Basics – CME Site describing protocol for closing prices

As pit trading at the CME winds down, the Exchange has made a concerted effort to clarify any potential changes in procedures to calculating closing* prices.  There are no changes to how housing contracts are closed, but I thought that I’d post a link both here and in the CME Resources section on the front page for anyone who wants a formal review.  Net the process remains last trade, or a higher bid, or lower offer.  As such, closes over the last few years of rising markets (and infrequent trades) have tended to inch higher as better bids are posted.  Those who watch the contract prices closely might see sporadic bids in less-frequently traded contracts.  Some of those quotes may have had the impact of raising closing prices and of keeping some sense of a “reasonable” forward curve.

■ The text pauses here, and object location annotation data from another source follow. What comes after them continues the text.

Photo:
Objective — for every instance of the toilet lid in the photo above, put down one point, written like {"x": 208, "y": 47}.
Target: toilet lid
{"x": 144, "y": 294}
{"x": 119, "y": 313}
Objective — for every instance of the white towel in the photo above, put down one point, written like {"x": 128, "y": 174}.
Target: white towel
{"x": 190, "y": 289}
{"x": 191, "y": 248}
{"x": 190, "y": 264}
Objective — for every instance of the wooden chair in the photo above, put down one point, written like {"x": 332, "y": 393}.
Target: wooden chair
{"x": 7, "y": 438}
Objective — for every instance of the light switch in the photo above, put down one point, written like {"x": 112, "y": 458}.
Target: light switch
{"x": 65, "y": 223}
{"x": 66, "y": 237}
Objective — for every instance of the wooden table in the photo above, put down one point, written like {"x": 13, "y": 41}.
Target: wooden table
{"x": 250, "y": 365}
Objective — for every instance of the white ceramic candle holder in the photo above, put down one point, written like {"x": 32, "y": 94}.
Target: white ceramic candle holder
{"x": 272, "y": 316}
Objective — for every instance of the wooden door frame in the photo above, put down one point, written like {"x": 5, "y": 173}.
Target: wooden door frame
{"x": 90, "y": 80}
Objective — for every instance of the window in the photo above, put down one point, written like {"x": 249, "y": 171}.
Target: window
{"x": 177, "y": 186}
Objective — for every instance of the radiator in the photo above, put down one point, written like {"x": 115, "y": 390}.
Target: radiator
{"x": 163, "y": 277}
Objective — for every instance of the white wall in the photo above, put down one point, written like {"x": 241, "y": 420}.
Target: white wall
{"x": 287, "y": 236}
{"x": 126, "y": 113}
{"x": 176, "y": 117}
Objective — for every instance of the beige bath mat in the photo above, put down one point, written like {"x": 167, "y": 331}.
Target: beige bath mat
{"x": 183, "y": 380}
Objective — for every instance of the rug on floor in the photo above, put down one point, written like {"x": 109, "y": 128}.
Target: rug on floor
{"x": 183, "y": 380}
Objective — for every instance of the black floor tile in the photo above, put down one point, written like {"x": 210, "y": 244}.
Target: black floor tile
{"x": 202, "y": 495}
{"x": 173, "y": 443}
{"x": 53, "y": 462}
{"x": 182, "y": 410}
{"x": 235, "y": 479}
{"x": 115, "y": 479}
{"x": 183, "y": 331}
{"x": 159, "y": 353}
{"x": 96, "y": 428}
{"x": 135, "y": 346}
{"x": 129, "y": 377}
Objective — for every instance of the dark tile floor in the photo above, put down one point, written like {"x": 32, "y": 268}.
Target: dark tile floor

I continue to focus on mid-market levels as a) a somewhat more neutral view of where the next trade might take place, and b) to notice the impact of changes to bids and offers – even if the close remains unchanged.  Fortunately, with tighter bid/ask spreads, closes and mid-market levels have converged for many contracts out to Nov ’17.   Bid/ask spreads are wider (if two-sided markets exist at all) in longer-dated contracts so differences between close and mid might be more pronounced.

Finally, I put an asterisk by closes in the first line as prices are determined at 2PM (Chicago) even though the contracts stay open until 3.  (The contracts used to close at 2 but I asked that the close be moved to coincide with the stock market close a few years ago.)  While this is only a detail, it has some importance at expiration as the front contract stops trading an hour before the others.